Re: [RFC PATCH 5/6] pci: Protect the enable/disable state of pci_dev using the state mutex
From: Hari Vyas
Date: Fri Aug 17 2018 - 05:00:20 EST
On Fri, Aug 17, 2018 at 2:00 PM, Benjamin Herrenschmidt
<benh@xxxxxxxxxxxxxxxxxxx> wrote:
> On Fri, 2018-08-17 at 10:09 +0200, Marta Rybczynska wrote:
>>
>> ----- On 17 Aug, 2018, at 06:49, Benjamin Herrenschmidt benh@xxxxxxxxxxxxxxxxxxx wrote:
>>
>> > This protects enable/disable operations using the state mutex to
>> > avoid races with, for example, concurrent enables on a bridge.
>> >
>> > The bus hierarchy is walked first before taking the lock to
>> > avoid lock nesting (though it would be ok if we ensured that
>> > we always nest them bottom-up, it is better to just avoid the
>> > issue alltogether, especially as we might find cases where
>> > we want to take it top-down later).
>> >
>> > Signed-off-by: Benjamin Herrenschmidt <benh@xxxxxxxxxxxxxxxxxxx>
>>
>>
>> >
>> > static void pci_enable_bridge(struct pci_dev *dev)
>> > {
>> > struct pci_dev *bridge;
>> > - int retval;
>> > + int retval, enabled;
>> >
>> > bridge = pci_upstream_bridge(dev);
>> > if (bridge)
>> > pci_enable_bridge(bridge);
>> >
>> > - if (pci_is_enabled(dev)) {
>> > - if (!dev->is_busmaster)
>> > - pci_set_master(dev);
>> > + /* Already enabled ? */
>> > + pci_dev_state_lock(dev);
>> > + enabled = pci_is_enabled(dev);
>> > + if (enabled && !dev->is_busmaster)
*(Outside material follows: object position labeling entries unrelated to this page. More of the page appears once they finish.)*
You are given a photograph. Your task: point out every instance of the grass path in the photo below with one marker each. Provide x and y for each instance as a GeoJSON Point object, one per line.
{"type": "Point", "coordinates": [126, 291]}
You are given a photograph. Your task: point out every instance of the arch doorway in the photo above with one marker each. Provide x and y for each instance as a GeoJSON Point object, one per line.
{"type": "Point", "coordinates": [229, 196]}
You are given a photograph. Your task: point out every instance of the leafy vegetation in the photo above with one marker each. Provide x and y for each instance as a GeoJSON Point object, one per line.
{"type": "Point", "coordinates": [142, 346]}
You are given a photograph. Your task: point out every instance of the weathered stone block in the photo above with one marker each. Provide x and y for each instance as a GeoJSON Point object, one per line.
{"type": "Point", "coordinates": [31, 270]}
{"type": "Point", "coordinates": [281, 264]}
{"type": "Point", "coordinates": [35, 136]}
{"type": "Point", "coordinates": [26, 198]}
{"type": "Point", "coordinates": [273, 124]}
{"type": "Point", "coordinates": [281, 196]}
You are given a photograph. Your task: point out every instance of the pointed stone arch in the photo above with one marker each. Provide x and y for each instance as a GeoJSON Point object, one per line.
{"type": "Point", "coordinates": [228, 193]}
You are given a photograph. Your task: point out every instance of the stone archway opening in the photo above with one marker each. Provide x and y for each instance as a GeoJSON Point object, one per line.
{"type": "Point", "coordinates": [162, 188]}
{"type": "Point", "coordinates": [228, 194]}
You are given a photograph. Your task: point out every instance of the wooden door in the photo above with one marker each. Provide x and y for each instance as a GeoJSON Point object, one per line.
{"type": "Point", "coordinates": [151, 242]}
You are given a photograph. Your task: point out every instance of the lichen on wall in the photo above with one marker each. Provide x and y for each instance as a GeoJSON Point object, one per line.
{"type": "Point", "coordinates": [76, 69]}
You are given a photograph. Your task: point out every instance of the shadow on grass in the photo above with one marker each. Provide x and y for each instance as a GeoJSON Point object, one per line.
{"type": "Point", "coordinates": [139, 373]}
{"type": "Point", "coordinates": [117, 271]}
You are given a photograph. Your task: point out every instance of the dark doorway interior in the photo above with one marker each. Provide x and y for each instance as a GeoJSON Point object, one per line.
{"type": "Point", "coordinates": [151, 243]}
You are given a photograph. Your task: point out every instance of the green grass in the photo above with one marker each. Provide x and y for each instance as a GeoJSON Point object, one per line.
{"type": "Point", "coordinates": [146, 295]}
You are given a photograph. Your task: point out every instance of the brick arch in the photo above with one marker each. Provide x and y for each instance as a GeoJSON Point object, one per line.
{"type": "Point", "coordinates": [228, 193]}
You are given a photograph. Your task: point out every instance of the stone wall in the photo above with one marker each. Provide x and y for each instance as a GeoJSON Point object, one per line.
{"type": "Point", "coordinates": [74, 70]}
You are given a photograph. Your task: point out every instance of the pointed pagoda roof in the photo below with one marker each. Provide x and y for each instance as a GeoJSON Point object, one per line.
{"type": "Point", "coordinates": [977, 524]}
>> > + pci_set_master(dev);
>> > + pci_dev_state_unlock(dev);
>> > + if (enabled)
>> > return;
>> > - }
>> >
>>
>> This looks complicated too me especially with the double locking. What do you
>> think about a function doing that check that used an unlocked version of
>> pcie_set_master?
>>
>> Like:
>>
>> dev_state_lock(dev);
>> enabled = pci_is_enabled(dev);
>> if (enabled && !dev->is_busmaster)
>> pci_set_master_unlocked();
>> pci_dev_state_unlock(dev);
>>
>> BTW If I remember correctly the code today can set bus mastering multiple
>> times without checking if already done.
>
> I don't mind but I tend to dislike all those _unlocked() suffixes, I
> suppose my generation is typing adverse enough that we call these
> __something instead :)
>
> As for setting multiple times, yes pci_set_master() doesn't check but
> look at the "-" hunks of my patch, I'm not changing the existing test
> here. Not that it matters much, it's an optimization.
>
> In fact my original version just completely removed the whole lot
> and just unconditionally did pci_enable_device() + pci_set_master(),
> just ignoring the existing state :-)
>
> But I decided to keep the patch functionally equivalent so I added it
> back.
>
> Cheers,
> Ben.
>
>
So many mail threads for common issues going so just trying to
summarize concern from my side.
1) HW level
PCI Config data overwritten (ex: PCI_COMMAND bits etc) was happening
at lower layer so from my
perspective, it is best to handle concern at lower level with locking
mechanism and that is what
I proposed in my upcoming patch. Without that, I guess, we may end up
in issues later with some weird scenario
which may not be known today and we will again be fine tuning stuff
here and there.
2) SW level(internal data structure):
About is_added,is_busmaster: These all are bit fields so infact I too
suggested to remove those bit fields and
make separate variables in pci_dev structure. This will avoid all
data-overwritten,concurrency issues but ofcourse
at the level of space cost.
Other possibility will be either to use atomic or locking mechanism
for these. My point here is also same, better
avoid fine tuning later stage.
Moving is_added up and down doesn't look like good as we are just
shifting issue up and down.
Please check and decide accordingly. I will hold my to-be-submitted
modify() patch about handling hw level
over-written case with locking around read-write operation.
Regards,
hari